Les conditions de travail évoluent constamment : transformations organisationnelles, évolutions des métiers, changements de pratiques. Une enquête isolée ne peut capter qu’une photographie à un instant donné. Inscrire la QVCT dans la durée permet de suivre ces évolutions.
La répétition des démarches renforce également la confiance des salariés. Lorsqu’ils constatent que leur parole est régulièrement sollicitée, restituée et suivie d’effets, l’engagement augmente.
Pour le CSE, la continuité permet de mesurer l’impact des actions mises en place. Sans point de comparaison, il est difficile de savoir si les initiatives ont réellement amélioré le vécu des salariés.

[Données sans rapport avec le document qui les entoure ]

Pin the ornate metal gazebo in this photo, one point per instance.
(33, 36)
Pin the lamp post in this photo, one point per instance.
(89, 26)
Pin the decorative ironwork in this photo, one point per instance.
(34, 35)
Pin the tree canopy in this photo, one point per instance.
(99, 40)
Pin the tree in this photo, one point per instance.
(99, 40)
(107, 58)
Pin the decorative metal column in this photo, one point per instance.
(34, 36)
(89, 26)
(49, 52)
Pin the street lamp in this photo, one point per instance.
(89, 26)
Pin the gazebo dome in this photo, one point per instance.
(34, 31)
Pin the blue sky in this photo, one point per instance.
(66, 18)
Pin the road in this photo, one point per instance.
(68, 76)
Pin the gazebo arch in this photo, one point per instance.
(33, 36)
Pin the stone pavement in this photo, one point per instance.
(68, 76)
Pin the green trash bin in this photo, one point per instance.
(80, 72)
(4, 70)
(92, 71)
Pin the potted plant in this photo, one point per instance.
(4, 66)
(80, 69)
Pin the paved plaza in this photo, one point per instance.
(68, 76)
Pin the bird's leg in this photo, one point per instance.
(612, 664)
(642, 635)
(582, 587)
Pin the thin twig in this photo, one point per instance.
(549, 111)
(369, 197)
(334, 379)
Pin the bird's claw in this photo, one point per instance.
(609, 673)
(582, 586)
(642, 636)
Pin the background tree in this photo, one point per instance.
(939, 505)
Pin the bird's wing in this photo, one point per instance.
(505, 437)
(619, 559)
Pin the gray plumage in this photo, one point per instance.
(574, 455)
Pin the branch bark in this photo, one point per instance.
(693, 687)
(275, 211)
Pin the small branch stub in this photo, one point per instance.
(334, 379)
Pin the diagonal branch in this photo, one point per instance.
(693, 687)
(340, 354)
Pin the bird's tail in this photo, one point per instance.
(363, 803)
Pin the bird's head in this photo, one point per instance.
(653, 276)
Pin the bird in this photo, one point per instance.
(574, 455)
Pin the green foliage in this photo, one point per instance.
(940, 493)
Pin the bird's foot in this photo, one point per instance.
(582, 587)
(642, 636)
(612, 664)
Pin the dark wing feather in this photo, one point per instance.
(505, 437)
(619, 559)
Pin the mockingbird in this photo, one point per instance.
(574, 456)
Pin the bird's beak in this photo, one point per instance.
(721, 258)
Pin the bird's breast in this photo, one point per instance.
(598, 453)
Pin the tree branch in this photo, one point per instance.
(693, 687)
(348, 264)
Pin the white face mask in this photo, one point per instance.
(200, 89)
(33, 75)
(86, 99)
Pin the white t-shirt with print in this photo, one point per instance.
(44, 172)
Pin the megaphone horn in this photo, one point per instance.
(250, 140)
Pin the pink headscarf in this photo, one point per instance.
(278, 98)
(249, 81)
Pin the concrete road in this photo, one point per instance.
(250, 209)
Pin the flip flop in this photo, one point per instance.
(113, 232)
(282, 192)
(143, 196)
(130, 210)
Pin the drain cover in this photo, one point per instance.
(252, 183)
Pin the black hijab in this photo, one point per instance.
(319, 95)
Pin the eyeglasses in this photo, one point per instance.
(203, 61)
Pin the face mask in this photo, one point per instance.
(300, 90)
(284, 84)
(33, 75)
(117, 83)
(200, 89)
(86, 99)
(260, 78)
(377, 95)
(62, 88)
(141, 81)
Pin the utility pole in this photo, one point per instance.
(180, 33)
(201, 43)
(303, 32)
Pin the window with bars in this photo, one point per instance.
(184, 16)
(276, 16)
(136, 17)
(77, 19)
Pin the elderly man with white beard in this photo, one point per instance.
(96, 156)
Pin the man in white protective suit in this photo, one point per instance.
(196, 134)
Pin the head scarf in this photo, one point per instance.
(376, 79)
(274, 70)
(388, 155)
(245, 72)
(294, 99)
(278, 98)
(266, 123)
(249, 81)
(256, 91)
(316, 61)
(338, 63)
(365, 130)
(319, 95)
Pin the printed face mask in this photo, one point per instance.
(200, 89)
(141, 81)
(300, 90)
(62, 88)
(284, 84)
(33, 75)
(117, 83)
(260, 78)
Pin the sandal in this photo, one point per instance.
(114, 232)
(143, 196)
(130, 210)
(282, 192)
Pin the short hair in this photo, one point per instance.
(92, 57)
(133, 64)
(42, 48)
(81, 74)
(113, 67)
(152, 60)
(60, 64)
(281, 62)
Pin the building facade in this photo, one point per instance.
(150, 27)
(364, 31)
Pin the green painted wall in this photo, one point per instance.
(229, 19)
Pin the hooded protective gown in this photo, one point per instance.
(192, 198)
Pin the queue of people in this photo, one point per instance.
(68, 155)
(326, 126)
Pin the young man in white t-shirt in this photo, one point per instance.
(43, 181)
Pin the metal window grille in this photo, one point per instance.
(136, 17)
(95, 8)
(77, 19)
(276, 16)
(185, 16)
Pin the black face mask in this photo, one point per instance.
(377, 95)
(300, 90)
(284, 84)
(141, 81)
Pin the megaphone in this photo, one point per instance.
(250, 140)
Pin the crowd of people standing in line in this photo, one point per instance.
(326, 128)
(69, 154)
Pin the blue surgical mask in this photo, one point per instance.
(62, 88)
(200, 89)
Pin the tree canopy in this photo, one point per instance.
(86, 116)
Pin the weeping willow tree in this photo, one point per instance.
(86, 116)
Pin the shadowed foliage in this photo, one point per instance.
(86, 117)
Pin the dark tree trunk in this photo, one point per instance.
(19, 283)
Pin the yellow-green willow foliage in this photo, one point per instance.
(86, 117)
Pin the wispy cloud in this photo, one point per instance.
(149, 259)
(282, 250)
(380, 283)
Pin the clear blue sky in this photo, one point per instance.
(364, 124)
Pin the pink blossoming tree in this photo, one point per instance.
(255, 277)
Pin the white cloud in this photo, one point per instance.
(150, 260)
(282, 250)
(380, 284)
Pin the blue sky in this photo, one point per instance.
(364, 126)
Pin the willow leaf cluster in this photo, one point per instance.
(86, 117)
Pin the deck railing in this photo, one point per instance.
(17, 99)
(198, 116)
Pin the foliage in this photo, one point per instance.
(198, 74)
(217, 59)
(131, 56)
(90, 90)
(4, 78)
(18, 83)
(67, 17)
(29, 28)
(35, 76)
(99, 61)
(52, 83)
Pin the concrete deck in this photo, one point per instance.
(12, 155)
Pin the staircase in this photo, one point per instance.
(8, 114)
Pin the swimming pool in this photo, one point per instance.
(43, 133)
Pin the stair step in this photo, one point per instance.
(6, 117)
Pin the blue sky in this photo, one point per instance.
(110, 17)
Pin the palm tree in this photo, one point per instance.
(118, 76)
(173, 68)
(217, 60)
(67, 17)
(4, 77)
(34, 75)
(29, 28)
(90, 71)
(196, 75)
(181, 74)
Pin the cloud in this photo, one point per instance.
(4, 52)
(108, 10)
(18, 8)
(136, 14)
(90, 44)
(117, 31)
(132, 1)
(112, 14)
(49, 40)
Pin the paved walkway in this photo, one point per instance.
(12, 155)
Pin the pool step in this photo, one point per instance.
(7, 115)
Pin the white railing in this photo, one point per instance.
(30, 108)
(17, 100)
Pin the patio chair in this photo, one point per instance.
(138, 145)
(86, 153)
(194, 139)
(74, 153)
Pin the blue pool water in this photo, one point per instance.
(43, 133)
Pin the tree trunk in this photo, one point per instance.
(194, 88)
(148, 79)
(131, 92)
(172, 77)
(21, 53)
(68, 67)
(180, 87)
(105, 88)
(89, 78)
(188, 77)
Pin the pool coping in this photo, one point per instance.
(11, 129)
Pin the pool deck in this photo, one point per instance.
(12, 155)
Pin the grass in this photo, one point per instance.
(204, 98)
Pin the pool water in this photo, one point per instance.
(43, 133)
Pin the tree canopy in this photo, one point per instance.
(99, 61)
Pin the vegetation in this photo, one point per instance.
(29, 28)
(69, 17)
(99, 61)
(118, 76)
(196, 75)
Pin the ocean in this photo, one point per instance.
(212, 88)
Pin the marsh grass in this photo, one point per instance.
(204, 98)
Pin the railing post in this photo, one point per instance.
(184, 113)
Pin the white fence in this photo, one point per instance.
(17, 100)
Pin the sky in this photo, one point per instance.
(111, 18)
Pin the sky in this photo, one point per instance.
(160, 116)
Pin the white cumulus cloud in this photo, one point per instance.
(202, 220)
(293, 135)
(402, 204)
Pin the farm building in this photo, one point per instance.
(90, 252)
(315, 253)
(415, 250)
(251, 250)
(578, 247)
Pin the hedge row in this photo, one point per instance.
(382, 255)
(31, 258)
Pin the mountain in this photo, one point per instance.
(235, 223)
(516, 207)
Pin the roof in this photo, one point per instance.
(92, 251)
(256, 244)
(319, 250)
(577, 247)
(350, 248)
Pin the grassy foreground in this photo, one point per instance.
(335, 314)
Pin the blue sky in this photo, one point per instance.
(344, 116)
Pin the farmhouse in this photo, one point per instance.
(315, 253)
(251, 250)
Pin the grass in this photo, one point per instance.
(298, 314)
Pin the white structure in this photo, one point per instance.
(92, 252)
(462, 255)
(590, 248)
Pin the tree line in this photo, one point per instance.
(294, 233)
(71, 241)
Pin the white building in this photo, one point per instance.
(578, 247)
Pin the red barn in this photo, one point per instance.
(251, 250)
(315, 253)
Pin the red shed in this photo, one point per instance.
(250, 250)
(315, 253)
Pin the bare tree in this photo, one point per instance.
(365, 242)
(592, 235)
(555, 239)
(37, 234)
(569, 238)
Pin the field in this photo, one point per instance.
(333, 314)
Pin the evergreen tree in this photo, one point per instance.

Inscrire la QVCT dans la durée ne signifie pas alourdir les démarches. Il peut s’agir d’enquêtes régulières, d’indicateurs de suivi ou de temps d’échange récurrents. L’essentiel est la cohérence.
Enfin, une démarche durable renforce la place du CSE comme acteur structurant de la qualité de vie au travail, au-delà des obligations ponctuelles.
En résumé, la QVCT est un processus, pas un événement. Pour le CSE, l’inscrire dans la durée permet d’agir de manière cohérente, crédible et durable au service des salariés.